Geoffrey regarda son conseiller médical avec une soudaine curiosité et beaucoup de méfiance.
– Dites-moi, demanda-t-il, comment arrivez-vous à connaître ce qui se passe dans mon esprit, sans que j’aie parlé ?
– Ma profession m’oblige à découvrir ce qui se passe dans les corps et, pour y arriver, il est quelquefois nécessaire que je découvre ce qui se passe dans les esprits. Si j’ai bien interprété ce qui s’agitait dans le vôtre, je n’ai plus besoin d’insister. Vous m’avez déjà répondu.
Il se tourna du côté de sir Patrick.
– Je vois un côté du sujet, dit-il, que vous n’avez pas encore abordé. Il y a, contre la rage actuelle pour les exercices de toutes sortes, une objection physique tout aussi forte, dans son genre, que les objections morales. Vous avez fait voir les conséquences qu’elle peut avoir sur l’esprit. Je puis établir ses conséquences funestes sur le corps.
– D’après votre propre expérience ?
– D’après ma propre expérience, je puis vous dire comme médecin que beaucoup d’entre les jeunes gens qui se soumettent à de violents exercices athlétiques pour prouver leur force et leur résistance à la fatigue, courent un risque sérieux de ruiner leur santé. Le public qui suit les courses en canot, les courses à pied, ne voit que les résultats heureux de l’éducation musculaire. Les pères et les mères ne tardent pas à en voir les inconvénients chez eux. Bien des familles en Angleterre, sir Patrick, ont à maudire les exercices physiques, si populaires de nos jours, et leur doivent de jeunes hommes brisés et des invalides avant l’âge.

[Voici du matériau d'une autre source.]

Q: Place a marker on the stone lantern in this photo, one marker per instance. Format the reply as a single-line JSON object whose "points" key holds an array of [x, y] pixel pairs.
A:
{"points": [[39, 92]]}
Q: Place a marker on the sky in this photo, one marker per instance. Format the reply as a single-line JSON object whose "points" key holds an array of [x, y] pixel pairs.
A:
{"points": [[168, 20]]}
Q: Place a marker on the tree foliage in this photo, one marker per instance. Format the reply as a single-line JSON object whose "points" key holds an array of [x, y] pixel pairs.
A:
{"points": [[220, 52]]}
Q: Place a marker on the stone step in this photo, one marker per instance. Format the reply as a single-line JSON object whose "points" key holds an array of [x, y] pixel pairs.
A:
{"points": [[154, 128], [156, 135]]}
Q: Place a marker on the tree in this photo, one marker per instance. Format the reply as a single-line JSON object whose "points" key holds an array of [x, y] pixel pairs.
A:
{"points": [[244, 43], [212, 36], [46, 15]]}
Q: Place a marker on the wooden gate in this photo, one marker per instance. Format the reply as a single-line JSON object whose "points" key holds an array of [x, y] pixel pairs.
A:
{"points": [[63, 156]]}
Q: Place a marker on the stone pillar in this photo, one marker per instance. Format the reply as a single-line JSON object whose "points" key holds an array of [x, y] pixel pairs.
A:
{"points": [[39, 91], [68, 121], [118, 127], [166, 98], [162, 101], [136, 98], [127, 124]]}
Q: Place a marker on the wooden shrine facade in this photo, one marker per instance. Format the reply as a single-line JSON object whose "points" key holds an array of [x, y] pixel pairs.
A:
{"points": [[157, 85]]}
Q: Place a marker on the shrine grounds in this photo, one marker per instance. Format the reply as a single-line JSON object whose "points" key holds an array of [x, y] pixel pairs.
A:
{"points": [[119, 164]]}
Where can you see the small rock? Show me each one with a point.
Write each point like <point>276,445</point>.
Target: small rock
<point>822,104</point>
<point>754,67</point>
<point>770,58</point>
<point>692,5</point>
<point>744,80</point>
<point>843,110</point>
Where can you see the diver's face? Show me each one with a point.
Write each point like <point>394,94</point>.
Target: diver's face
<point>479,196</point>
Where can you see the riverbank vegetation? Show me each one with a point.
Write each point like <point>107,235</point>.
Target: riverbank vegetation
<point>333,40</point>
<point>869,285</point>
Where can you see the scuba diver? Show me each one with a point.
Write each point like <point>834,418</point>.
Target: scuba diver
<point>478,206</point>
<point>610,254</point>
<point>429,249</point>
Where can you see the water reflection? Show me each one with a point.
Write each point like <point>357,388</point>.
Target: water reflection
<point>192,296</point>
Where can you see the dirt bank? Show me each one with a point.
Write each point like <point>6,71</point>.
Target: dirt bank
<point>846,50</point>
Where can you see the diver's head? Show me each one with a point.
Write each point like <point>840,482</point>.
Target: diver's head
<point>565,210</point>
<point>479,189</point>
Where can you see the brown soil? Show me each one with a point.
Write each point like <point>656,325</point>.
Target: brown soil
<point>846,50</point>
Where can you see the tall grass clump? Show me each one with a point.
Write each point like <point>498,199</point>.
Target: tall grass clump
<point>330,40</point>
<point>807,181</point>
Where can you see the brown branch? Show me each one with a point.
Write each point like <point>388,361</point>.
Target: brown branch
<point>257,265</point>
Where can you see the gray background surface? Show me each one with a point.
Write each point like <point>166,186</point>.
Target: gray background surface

– Vous entendez cela ? dit sir Patrick à Geoffrey.
Celui-ci remua la tête d’un air insouciant ; son irritation avait eu le temps de passer, la stupide indifférence était de nouveau son maître. Il avait repris sa chaise et s’était assis les jambes allongées, considérant les rosaces du tapis.
« Qu’est-ce que cela me fait ? » se disait-il.
Et l’on voyait bien qu’en effet il ne s’en embarrassait guère. Le chirurgien continua :
– Je ne vois aucun remède à cet état de choses, dit-il, tant que le sentiment public restera le même. Un beau jeune homme, respirant la santé, pourvu d’un superbe développement musculaire, aspire, et c’est assez naturel, à se distinguer comme les autres. Les professeurs de gymnastique de son collège s’emparent de lui, c’est encore assez naturel. Ont-ils eu tort ou raison ? C’est ce qu’ils ne sauraient dire eux-mêmes, jusqu’à ce que l’épreuve ait été faite ; mais alors le mal parfois est irréparablement accompli. Combien en existe-t-il parmi eux, qui soient instruits de cette importante vérité physiologique, que la puissance musculaire d’un homme n’est pas une bonne garantie de sa puissance de vitalité ? Combien peu savent que nous avons, comme l’a dit un grand écrivain français, deux vies en nous : la vie à la surface, celle des muscles, et la vie intérieure, celle du cœur, des poumons et du cerveau ? Et même s’ils le savaient, s’ils étaient assistés d’un médecin, il est excessivement douteux, dans la plupart des cas, que d’une investigation préalable, il résulte une appréciation sûre de la puissance vitale dont un homme a besoin pour supporter de si rudes combats.